Curiosity underpins much of what we do as divers, says Kirsty Andrews, who finds that it comes in different guises

Recently I found myself on a training course, lauding the benefits of curiosity as it applies to my working day. The ice-breaker question was to name something you’ve been curious about recently. Well - where to start?!! Questions flooded my mind, such as… What really causes nitrogen narcosis and what does it do to my brain? When will the cuttlefish start their mating aggregations this year? What is the ultimate kit configuration for shore diving? Why do the scientific names of nudibranchs keep changing? I’m not sure these are the questions our trainer had in mind, but I had plenty more, I assure you.

Albert Einstein has many regularly quoted sayings about curiosity, including “I have no special talents. I am only passionately curious” ... and if it’s good enough for him, it’s good enough for me. I’d debate the first part of his statement as it applies to Einstein, but I am firmly convinced that natural curiosity is something to be cherished and nurtured. It’s also something that we divers possess in spades. I mean, why else would we throw ourselves into a relatively unknown element on a regular basis? We see the water and we have the irresistible urge to explore it, to conquer it, to understand it.
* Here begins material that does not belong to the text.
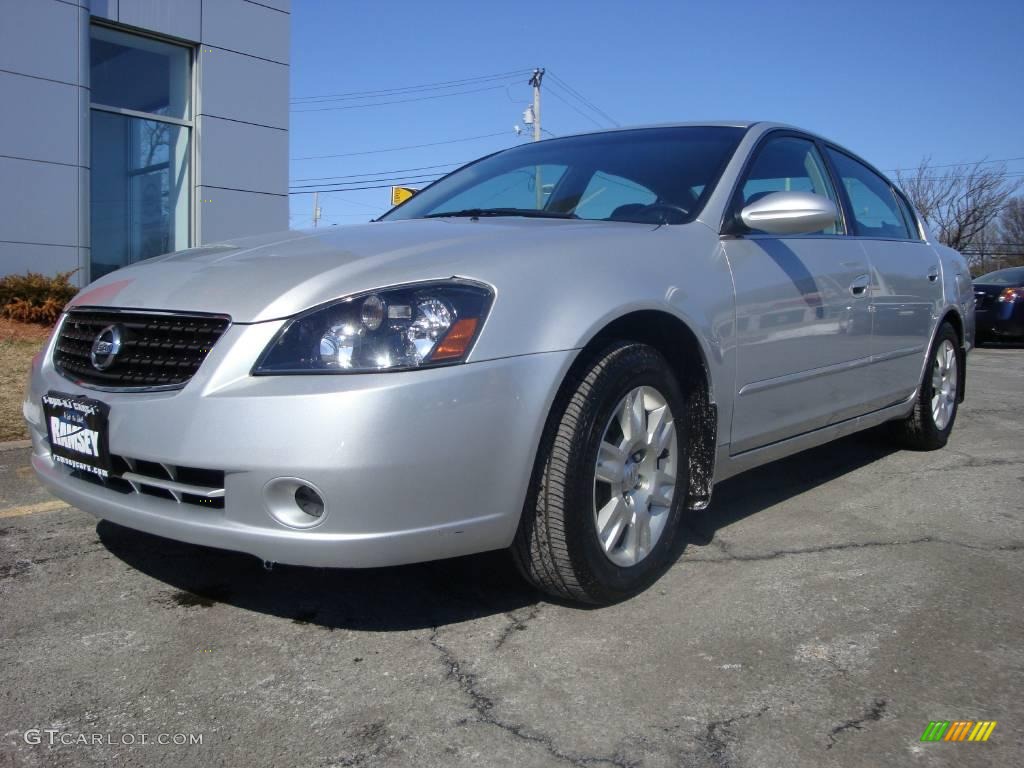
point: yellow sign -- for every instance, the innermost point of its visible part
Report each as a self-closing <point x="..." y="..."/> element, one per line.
<point x="400" y="194"/>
Curiosity about the sea; how we can survive in it; how pressure affects our bodies; what wildlife inhabits seven tenths of our planet. The drive to discover has pushed our sport forward over decades, from the earliest pioneers to the cave divers and wreck explorers of today.

Turning back to my training course, I gather (from esteemed psychologists Kashdan, Disabato, Goodman and Naughton) that there are five dimensions of curiosity (bear with me, you may just recognise yourself here). The one most familiar to me is what has been termed ‘joyous exploration’ – the desire to seek out new knowledge, and the joy of learning and growing. After decades of SCUBA, I can happily say that my favourite pastime continues to inspire my curiosity, fill me with joy and the opportunities to learn and grow. Lucky me!

Believe it or not, curiosity can also manifest as ‘deprivation sensitivity’ which is perhaps the most emotionally charged type, linked in some ways to anxiety, and relating to the need to solve problems and reduce gaps in knowledge. Have you come across a diver who has challenged themselves to learn diving skills or progress their qualifications, perhaps to overcome their anxieties and push themselves? I certainly have, and bravo to them. The next dimension is ‘stress tolerance’ and this also rings some bells in the diving world - the willingness to embrace the stresses that arise from exploring new, unexpected, complex events. An underwater cave system, perhaps? A new technical equipment configuration to master?

There is a ‘social curiosity’ of wanting to know what other people are thinking and doing. I possess a good sprinkling of that, and within our network of BSAC dive clubs there’s plenty about. Finally, the ‘thrill seeking’ mentality: the willingness to take physical, social and financial risks to acquire varied, complex and intense experiences. Most certainly. In fact, for many, that is diving in a nutshell. Our sport is not usually a high adrenaline one, but I’d say it provides innumerable opportunities to satisfy our need to joyfully explore as well as our thrill-seeking curiosity.